Berlin - Mit Igor Strawinsky verbindet man heute vor allem „Le Sacre du Printemps“; das Stück ist in den letzten zwanzig Jahren bis zum Überdruss gespielt worden, und sein Auftauchen im Programm des Musikfests Berlin, das sich in diesem Jahr dem wenig aufgeführten Spätwerk Strawinskys widmet, scheint überflüssig. Im Konzert des Orchesters „Les Siècles“ am Montag in der Philharmonie, geleitet von dessen Gründer François- Xavier Roth, steht es am Ende eines knappen, vom Alter zur Jugend führenden Abrisses von Strawinskys Oeuvre und wirkt plötzlich als Jugendwerk, dessen rhythmische und orchestrale Erfindungskraft zwar noch immer ungläubiges Staunen hervorrufen, das aber selbst in dieser enorm transparenten und forschen Interpretation auf historischen Instrumenten gegen das zuvor Gehörte geradezu geschwätzig wirkt, und in seiner verfetteten Besetzung Strauss oder Schönberg verwandt.
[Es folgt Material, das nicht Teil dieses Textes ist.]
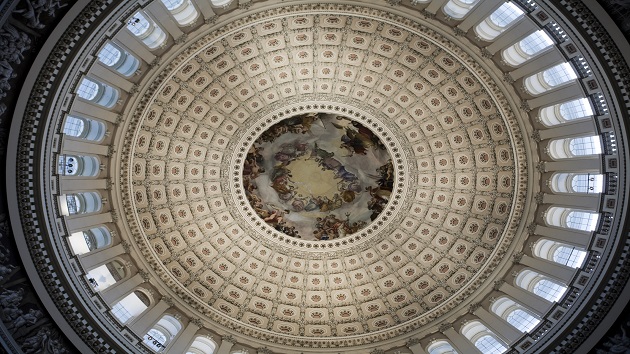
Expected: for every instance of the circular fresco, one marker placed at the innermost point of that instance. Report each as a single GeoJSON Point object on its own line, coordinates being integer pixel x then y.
{"type": "Point", "coordinates": [318, 176]}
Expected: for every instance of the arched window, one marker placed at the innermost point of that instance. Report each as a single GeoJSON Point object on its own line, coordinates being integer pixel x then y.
{"type": "Point", "coordinates": [565, 182]}
{"type": "Point", "coordinates": [515, 314]}
{"type": "Point", "coordinates": [572, 218]}
{"type": "Point", "coordinates": [146, 30]}
{"type": "Point", "coordinates": [106, 275]}
{"type": "Point", "coordinates": [546, 80]}
{"type": "Point", "coordinates": [84, 128]}
{"type": "Point", "coordinates": [527, 48]}
{"type": "Point", "coordinates": [73, 165]}
{"type": "Point", "coordinates": [441, 347]}
{"type": "Point", "coordinates": [221, 3]}
{"type": "Point", "coordinates": [565, 112]}
{"type": "Point", "coordinates": [89, 240]}
{"type": "Point", "coordinates": [500, 20]}
{"type": "Point", "coordinates": [162, 333]}
{"type": "Point", "coordinates": [98, 93]}
{"type": "Point", "coordinates": [130, 306]}
{"type": "Point", "coordinates": [118, 59]}
{"type": "Point", "coordinates": [561, 253]}
{"type": "Point", "coordinates": [540, 285]}
{"type": "Point", "coordinates": [80, 203]}
{"type": "Point", "coordinates": [457, 9]}
{"type": "Point", "coordinates": [574, 147]}
{"type": "Point", "coordinates": [202, 345]}
{"type": "Point", "coordinates": [183, 11]}
{"type": "Point", "coordinates": [486, 341]}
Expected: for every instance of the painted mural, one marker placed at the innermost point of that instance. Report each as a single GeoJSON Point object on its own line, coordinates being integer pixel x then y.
{"type": "Point", "coordinates": [318, 176]}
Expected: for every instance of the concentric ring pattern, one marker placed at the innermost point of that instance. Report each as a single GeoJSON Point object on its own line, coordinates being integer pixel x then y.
{"type": "Point", "coordinates": [458, 193]}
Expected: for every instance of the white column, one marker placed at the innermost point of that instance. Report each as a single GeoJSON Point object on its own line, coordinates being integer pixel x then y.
{"type": "Point", "coordinates": [117, 291]}
{"type": "Point", "coordinates": [435, 6]}
{"type": "Point", "coordinates": [85, 222]}
{"type": "Point", "coordinates": [96, 258]}
{"type": "Point", "coordinates": [478, 14]}
{"type": "Point", "coordinates": [582, 201]}
{"type": "Point", "coordinates": [534, 302]}
{"type": "Point", "coordinates": [575, 165]}
{"type": "Point", "coordinates": [71, 144]}
{"type": "Point", "coordinates": [417, 349]}
{"type": "Point", "coordinates": [498, 326]}
{"type": "Point", "coordinates": [184, 339]}
{"type": "Point", "coordinates": [537, 64]}
{"type": "Point", "coordinates": [73, 184]}
{"type": "Point", "coordinates": [562, 94]}
{"type": "Point", "coordinates": [205, 8]}
{"type": "Point", "coordinates": [133, 46]}
{"type": "Point", "coordinates": [225, 346]}
{"type": "Point", "coordinates": [90, 110]}
{"type": "Point", "coordinates": [515, 33]}
{"type": "Point", "coordinates": [143, 323]}
{"type": "Point", "coordinates": [164, 18]}
{"type": "Point", "coordinates": [110, 77]}
{"type": "Point", "coordinates": [461, 343]}
{"type": "Point", "coordinates": [553, 269]}
{"type": "Point", "coordinates": [573, 237]}
{"type": "Point", "coordinates": [582, 127]}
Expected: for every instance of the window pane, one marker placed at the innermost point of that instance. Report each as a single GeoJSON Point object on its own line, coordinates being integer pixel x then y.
{"type": "Point", "coordinates": [582, 220]}
{"type": "Point", "coordinates": [569, 256]}
{"type": "Point", "coordinates": [588, 145]}
{"type": "Point", "coordinates": [73, 126]}
{"type": "Point", "coordinates": [549, 290]}
{"type": "Point", "coordinates": [559, 74]}
{"type": "Point", "coordinates": [587, 183]}
{"type": "Point", "coordinates": [576, 109]}
{"type": "Point", "coordinates": [88, 89]}
{"type": "Point", "coordinates": [138, 24]}
{"type": "Point", "coordinates": [109, 55]}
{"type": "Point", "coordinates": [505, 14]}
{"type": "Point", "coordinates": [489, 345]}
{"type": "Point", "coordinates": [522, 320]}
{"type": "Point", "coordinates": [535, 42]}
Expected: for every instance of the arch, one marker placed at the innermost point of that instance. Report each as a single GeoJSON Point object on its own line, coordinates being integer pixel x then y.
{"type": "Point", "coordinates": [80, 203]}
{"type": "Point", "coordinates": [141, 26]}
{"type": "Point", "coordinates": [548, 79]}
{"type": "Point", "coordinates": [577, 219]}
{"type": "Point", "coordinates": [441, 347]}
{"type": "Point", "coordinates": [483, 338]}
{"type": "Point", "coordinates": [84, 128]}
{"type": "Point", "coordinates": [558, 252]}
{"type": "Point", "coordinates": [457, 9]}
{"type": "Point", "coordinates": [498, 21]}
{"type": "Point", "coordinates": [75, 165]}
{"type": "Point", "coordinates": [118, 59]}
{"type": "Point", "coordinates": [89, 240]}
{"type": "Point", "coordinates": [565, 112]}
{"type": "Point", "coordinates": [569, 182]}
{"type": "Point", "coordinates": [106, 275]}
{"type": "Point", "coordinates": [98, 93]}
{"type": "Point", "coordinates": [575, 147]}
{"type": "Point", "coordinates": [162, 333]}
{"type": "Point", "coordinates": [202, 345]}
{"type": "Point", "coordinates": [543, 286]}
{"type": "Point", "coordinates": [527, 48]}
{"type": "Point", "coordinates": [515, 314]}
{"type": "Point", "coordinates": [131, 306]}
{"type": "Point", "coordinates": [183, 11]}
{"type": "Point", "coordinates": [221, 3]}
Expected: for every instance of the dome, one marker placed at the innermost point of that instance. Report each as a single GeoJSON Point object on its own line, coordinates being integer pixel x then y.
{"type": "Point", "coordinates": [321, 177]}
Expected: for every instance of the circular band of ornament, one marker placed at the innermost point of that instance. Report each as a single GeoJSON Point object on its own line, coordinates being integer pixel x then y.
{"type": "Point", "coordinates": [230, 170]}
{"type": "Point", "coordinates": [381, 131]}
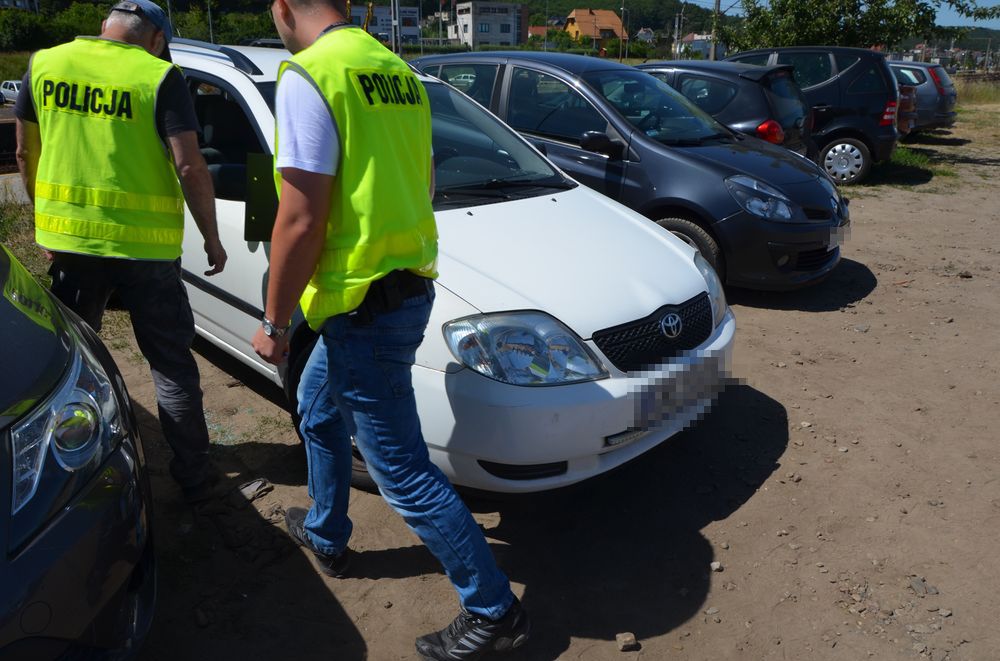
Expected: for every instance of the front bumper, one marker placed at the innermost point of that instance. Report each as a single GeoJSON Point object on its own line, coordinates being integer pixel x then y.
{"type": "Point", "coordinates": [87, 581]}
{"type": "Point", "coordinates": [497, 437]}
{"type": "Point", "coordinates": [761, 254]}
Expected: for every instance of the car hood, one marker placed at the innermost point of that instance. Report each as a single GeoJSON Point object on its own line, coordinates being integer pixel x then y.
{"type": "Point", "coordinates": [756, 158]}
{"type": "Point", "coordinates": [577, 255]}
{"type": "Point", "coordinates": [35, 348]}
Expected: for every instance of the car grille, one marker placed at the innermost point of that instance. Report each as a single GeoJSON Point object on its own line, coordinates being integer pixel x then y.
{"type": "Point", "coordinates": [818, 214]}
{"type": "Point", "coordinates": [811, 260]}
{"type": "Point", "coordinates": [639, 344]}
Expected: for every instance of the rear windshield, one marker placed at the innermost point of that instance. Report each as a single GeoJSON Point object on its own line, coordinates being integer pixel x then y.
{"type": "Point", "coordinates": [943, 77]}
{"type": "Point", "coordinates": [785, 98]}
{"type": "Point", "coordinates": [909, 76]}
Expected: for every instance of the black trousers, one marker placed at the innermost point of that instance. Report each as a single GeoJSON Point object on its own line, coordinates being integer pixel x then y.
{"type": "Point", "coordinates": [158, 306]}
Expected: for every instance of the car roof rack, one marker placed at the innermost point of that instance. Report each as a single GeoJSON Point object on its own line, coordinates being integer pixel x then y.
{"type": "Point", "coordinates": [238, 59]}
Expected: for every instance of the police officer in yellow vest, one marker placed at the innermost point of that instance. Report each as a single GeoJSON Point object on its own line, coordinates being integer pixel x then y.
{"type": "Point", "coordinates": [104, 131]}
{"type": "Point", "coordinates": [355, 244]}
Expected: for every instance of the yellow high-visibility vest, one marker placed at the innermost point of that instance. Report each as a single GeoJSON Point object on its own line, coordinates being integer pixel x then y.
{"type": "Point", "coordinates": [106, 184]}
{"type": "Point", "coordinates": [381, 217]}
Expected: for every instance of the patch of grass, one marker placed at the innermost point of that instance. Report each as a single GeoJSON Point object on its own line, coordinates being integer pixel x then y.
{"type": "Point", "coordinates": [974, 92]}
{"type": "Point", "coordinates": [17, 231]}
{"type": "Point", "coordinates": [910, 158]}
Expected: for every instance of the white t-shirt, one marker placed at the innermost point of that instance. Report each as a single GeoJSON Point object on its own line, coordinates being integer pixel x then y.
{"type": "Point", "coordinates": [307, 133]}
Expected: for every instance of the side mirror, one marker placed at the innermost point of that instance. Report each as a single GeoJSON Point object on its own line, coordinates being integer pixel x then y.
{"type": "Point", "coordinates": [600, 143]}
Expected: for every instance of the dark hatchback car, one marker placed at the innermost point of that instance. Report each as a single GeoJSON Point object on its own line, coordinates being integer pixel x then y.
{"type": "Point", "coordinates": [854, 100]}
{"type": "Point", "coordinates": [77, 572]}
{"type": "Point", "coordinates": [765, 217]}
{"type": "Point", "coordinates": [936, 95]}
{"type": "Point", "coordinates": [764, 102]}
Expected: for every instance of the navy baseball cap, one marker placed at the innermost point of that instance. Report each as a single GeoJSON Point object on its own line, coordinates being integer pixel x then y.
{"type": "Point", "coordinates": [152, 13]}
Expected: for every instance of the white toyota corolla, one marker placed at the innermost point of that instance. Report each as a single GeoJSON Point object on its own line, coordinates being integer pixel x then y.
{"type": "Point", "coordinates": [569, 334]}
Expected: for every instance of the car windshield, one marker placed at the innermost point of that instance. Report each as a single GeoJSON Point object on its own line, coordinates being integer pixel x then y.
{"type": "Point", "coordinates": [477, 159]}
{"type": "Point", "coordinates": [477, 156]}
{"type": "Point", "coordinates": [655, 108]}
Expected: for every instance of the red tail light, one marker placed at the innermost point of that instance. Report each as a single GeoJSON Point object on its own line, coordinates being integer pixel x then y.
{"type": "Point", "coordinates": [889, 115]}
{"type": "Point", "coordinates": [937, 81]}
{"type": "Point", "coordinates": [771, 131]}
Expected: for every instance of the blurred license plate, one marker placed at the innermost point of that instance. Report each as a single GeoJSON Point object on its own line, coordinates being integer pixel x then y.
{"type": "Point", "coordinates": [668, 394]}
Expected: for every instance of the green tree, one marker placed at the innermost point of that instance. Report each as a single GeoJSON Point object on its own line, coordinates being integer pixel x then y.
{"type": "Point", "coordinates": [79, 19]}
{"type": "Point", "coordinates": [861, 23]}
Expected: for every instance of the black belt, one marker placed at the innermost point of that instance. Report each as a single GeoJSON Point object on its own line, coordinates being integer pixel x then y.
{"type": "Point", "coordinates": [388, 293]}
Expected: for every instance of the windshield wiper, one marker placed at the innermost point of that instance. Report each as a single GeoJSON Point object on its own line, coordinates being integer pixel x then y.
{"type": "Point", "coordinates": [690, 142]}
{"type": "Point", "coordinates": [495, 186]}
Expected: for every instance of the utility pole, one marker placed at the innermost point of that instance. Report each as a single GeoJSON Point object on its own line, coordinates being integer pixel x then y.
{"type": "Point", "coordinates": [715, 21]}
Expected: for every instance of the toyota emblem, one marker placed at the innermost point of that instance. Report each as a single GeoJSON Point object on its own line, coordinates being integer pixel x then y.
{"type": "Point", "coordinates": [671, 326]}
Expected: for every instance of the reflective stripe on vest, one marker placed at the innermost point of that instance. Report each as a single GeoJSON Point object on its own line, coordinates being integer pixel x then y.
{"type": "Point", "coordinates": [105, 185]}
{"type": "Point", "coordinates": [381, 217]}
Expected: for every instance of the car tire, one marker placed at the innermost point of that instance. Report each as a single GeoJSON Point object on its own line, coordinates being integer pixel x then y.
{"type": "Point", "coordinates": [847, 160]}
{"type": "Point", "coordinates": [698, 238]}
{"type": "Point", "coordinates": [360, 477]}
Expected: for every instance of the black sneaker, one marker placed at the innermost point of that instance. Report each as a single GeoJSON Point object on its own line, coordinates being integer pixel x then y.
{"type": "Point", "coordinates": [471, 636]}
{"type": "Point", "coordinates": [334, 566]}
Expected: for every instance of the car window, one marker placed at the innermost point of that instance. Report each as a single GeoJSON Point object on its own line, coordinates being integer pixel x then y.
{"type": "Point", "coordinates": [943, 76]}
{"type": "Point", "coordinates": [709, 94]}
{"type": "Point", "coordinates": [909, 76]}
{"type": "Point", "coordinates": [759, 59]}
{"type": "Point", "coordinates": [476, 80]}
{"type": "Point", "coordinates": [869, 81]}
{"type": "Point", "coordinates": [810, 68]}
{"type": "Point", "coordinates": [653, 107]}
{"type": "Point", "coordinates": [473, 148]}
{"type": "Point", "coordinates": [845, 62]}
{"type": "Point", "coordinates": [542, 104]}
{"type": "Point", "coordinates": [227, 135]}
{"type": "Point", "coordinates": [785, 98]}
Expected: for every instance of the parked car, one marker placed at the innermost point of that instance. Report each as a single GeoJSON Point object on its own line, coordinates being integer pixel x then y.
{"type": "Point", "coordinates": [77, 570]}
{"type": "Point", "coordinates": [764, 102]}
{"type": "Point", "coordinates": [936, 95]}
{"type": "Point", "coordinates": [763, 216]}
{"type": "Point", "coordinates": [9, 90]}
{"type": "Point", "coordinates": [854, 99]}
{"type": "Point", "coordinates": [568, 335]}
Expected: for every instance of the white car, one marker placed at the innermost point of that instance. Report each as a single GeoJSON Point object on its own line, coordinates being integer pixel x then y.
{"type": "Point", "coordinates": [569, 334]}
{"type": "Point", "coordinates": [9, 89]}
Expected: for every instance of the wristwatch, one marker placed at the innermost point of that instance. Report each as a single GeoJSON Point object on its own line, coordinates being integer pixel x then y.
{"type": "Point", "coordinates": [271, 330]}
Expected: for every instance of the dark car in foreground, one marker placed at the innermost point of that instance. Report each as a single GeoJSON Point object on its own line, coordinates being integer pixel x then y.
{"type": "Point", "coordinates": [936, 95]}
{"type": "Point", "coordinates": [854, 100]}
{"type": "Point", "coordinates": [764, 102]}
{"type": "Point", "coordinates": [765, 217]}
{"type": "Point", "coordinates": [77, 572]}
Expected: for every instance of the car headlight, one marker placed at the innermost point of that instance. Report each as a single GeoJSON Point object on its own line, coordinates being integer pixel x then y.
{"type": "Point", "coordinates": [523, 349]}
{"type": "Point", "coordinates": [760, 199]}
{"type": "Point", "coordinates": [715, 292]}
{"type": "Point", "coordinates": [80, 423]}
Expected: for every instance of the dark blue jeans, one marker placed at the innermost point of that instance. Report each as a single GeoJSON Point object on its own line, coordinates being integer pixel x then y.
{"type": "Point", "coordinates": [358, 382]}
{"type": "Point", "coordinates": [163, 324]}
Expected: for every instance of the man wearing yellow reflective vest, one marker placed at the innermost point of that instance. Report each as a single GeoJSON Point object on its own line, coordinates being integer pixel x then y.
{"type": "Point", "coordinates": [108, 151]}
{"type": "Point", "coordinates": [355, 245]}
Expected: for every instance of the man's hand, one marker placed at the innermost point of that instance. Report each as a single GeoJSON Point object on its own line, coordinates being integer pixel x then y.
{"type": "Point", "coordinates": [216, 256]}
{"type": "Point", "coordinates": [272, 349]}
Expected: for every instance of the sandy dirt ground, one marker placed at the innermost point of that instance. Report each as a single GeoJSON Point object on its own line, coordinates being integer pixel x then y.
{"type": "Point", "coordinates": [848, 486]}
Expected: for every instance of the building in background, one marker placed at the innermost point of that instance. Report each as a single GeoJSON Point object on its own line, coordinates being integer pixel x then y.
{"type": "Point", "coordinates": [380, 24]}
{"type": "Point", "coordinates": [489, 24]}
{"type": "Point", "coordinates": [596, 25]}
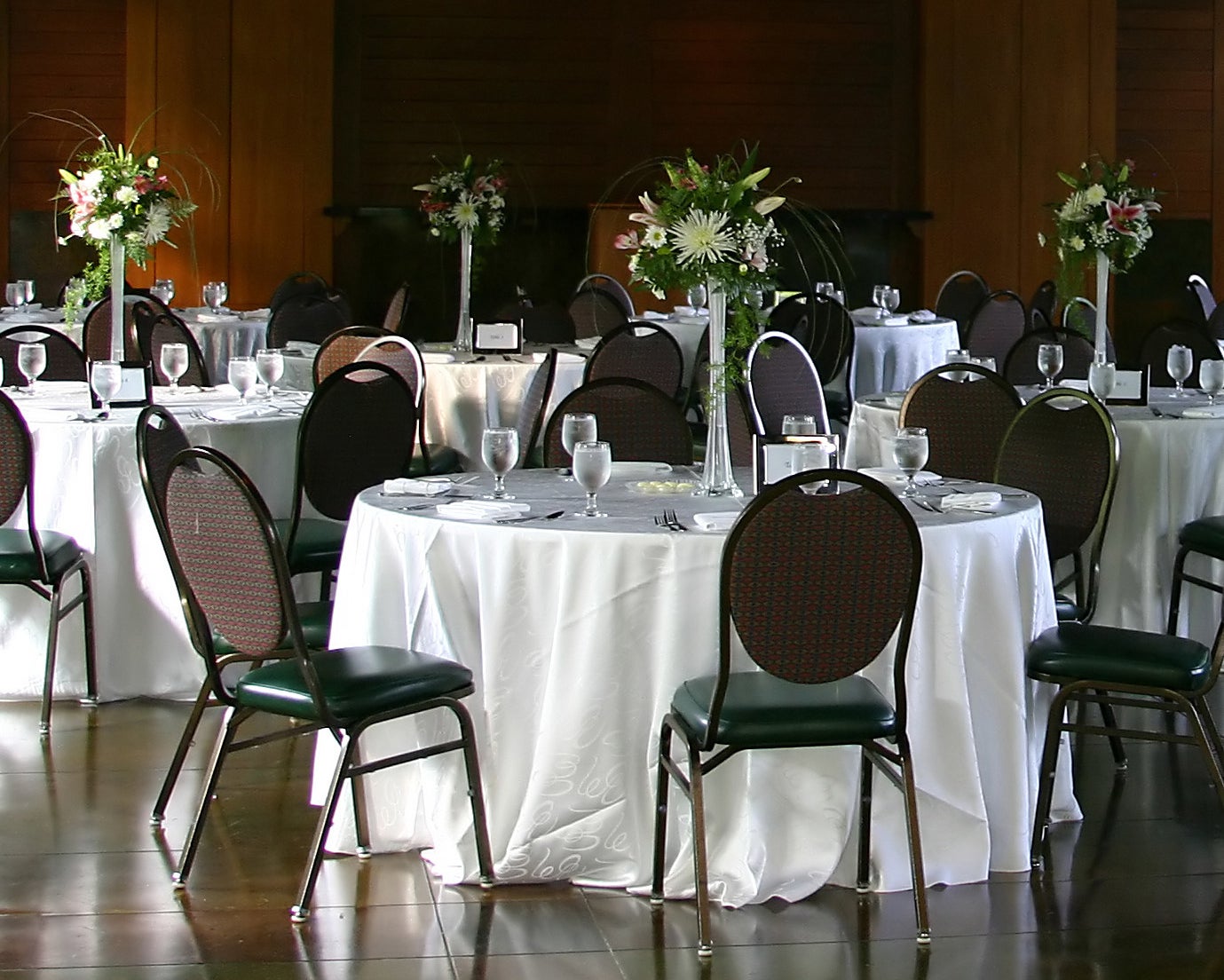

Strawinskys neoklassizistische Phase, im Konzert repräsentiert durch das vor 90 Jahren in Berlin uraufgeführte Violinkonzert, wurde oft als Verrat am Fortschritt verstanden. In dieser Konzertdramaturgie erkennt man im Gegenteil, dass Strawinksy in dieser Phase zur Klärung seines Komponierens gelangt: Zwar ist der Orchesterapparat mit dreifachen Holzbläsern und schwerem Blech noch immer sehr groß – aber er tritt ohne Massivität in Erscheinung, er realisiert mit seinen neuartigen Bläserkombinationen einen moderneren Klang als der „Sacre“.